A 2018 F.B.I. report analyzing 63 mass shootings barely mentions the word motive, instead focusing on what experts call pathways to violence. The report describes stress factors and “pre-attack behaviors,” like signaling an intent to harm or displaying an unusual interest in guns. The gunmen in the study exhibited, on average, between four and five such behaviors.

“We have a thing called narrative bias where people like to construct a story that they understand, that’s fairly simple and straightforward and they can apply retrospectively,” said J. Reid Meloy, a forensic psychologist and F.B.I. consultant. “Narrative bias can get in the way of us looking at all the possible motivations or contributions to the risk.”

Decades of data show that most lone actor killers are not motivated by pure ideology, but are nurturing a personal grievance — usually a loss, as of a partner or a job, that is accompanied by anger, humiliation and blame of a particular group, Dr. Meloy said. Of those people with grievances, Dr. Meloy said, only a small subset views violence as a solution, and an even smaller subset has the wherewithal to carry it out.

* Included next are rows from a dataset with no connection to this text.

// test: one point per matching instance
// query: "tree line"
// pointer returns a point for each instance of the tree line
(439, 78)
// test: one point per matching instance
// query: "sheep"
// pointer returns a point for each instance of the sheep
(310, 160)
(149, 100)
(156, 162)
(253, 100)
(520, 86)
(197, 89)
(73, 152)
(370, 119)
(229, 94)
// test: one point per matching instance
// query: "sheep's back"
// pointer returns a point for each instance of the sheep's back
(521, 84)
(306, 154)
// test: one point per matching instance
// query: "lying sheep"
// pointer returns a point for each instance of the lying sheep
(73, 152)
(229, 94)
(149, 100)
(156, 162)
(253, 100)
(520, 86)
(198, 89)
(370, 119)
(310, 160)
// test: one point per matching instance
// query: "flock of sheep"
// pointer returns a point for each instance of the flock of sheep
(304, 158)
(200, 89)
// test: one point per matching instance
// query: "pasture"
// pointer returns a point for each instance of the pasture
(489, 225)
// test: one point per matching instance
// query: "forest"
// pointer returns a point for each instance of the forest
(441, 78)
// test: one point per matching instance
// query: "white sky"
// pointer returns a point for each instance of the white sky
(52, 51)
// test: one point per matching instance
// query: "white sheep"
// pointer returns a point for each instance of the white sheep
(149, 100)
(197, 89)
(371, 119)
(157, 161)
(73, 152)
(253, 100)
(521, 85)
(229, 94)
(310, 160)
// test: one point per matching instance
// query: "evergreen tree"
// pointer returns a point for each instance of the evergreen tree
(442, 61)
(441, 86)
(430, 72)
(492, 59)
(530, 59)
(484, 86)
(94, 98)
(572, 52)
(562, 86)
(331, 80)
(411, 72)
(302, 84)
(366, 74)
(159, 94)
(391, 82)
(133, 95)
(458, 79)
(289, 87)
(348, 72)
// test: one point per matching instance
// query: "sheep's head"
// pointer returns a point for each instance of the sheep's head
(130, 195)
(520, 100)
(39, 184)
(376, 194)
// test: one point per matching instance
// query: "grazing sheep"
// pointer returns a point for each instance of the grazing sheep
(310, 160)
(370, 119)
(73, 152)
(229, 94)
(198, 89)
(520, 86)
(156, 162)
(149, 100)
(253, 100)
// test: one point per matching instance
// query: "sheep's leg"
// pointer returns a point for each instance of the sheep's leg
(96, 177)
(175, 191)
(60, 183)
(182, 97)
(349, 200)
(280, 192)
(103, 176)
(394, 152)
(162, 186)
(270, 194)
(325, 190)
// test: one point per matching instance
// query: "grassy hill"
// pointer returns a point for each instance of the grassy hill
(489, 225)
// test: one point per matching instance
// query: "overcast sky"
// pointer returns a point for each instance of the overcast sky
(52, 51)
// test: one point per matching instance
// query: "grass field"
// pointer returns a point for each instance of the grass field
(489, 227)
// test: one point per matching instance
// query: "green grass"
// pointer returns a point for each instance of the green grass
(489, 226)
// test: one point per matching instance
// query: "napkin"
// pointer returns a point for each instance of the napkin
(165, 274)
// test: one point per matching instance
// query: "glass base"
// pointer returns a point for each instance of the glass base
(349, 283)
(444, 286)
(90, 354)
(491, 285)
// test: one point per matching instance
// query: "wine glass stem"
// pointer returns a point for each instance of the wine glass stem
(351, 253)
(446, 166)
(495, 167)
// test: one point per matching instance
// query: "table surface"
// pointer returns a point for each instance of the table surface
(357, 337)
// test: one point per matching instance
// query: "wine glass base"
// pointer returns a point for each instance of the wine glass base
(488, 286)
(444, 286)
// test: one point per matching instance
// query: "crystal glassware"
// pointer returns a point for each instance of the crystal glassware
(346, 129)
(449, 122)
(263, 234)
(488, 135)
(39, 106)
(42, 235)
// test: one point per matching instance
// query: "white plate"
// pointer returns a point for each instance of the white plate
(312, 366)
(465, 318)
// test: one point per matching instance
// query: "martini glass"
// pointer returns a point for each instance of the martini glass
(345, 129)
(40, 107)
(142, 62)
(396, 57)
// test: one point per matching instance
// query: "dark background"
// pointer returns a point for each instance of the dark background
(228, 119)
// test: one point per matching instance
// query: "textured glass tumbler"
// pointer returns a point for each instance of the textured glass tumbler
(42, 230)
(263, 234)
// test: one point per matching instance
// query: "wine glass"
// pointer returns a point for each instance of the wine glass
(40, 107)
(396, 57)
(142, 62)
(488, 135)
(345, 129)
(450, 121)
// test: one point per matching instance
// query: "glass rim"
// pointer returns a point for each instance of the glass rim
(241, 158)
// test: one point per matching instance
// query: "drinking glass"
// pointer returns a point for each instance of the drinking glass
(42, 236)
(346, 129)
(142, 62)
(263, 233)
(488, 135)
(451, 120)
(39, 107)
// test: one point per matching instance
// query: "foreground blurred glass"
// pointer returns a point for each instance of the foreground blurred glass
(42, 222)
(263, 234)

When presented with the detritus of a killer’s mind, the strands society chooses to extract can tell us less about the perpetrator than they do about ourselves. The fondness of Timothy McVeigh, who bombed a federal building in Oklahoma City in 1995, for “The Turner Diaries,” a book describing a government overthrow and a race war, was initially understood as evidence of his antigovernment views. More recent accounts have used it to underscore his ties to white supremacy.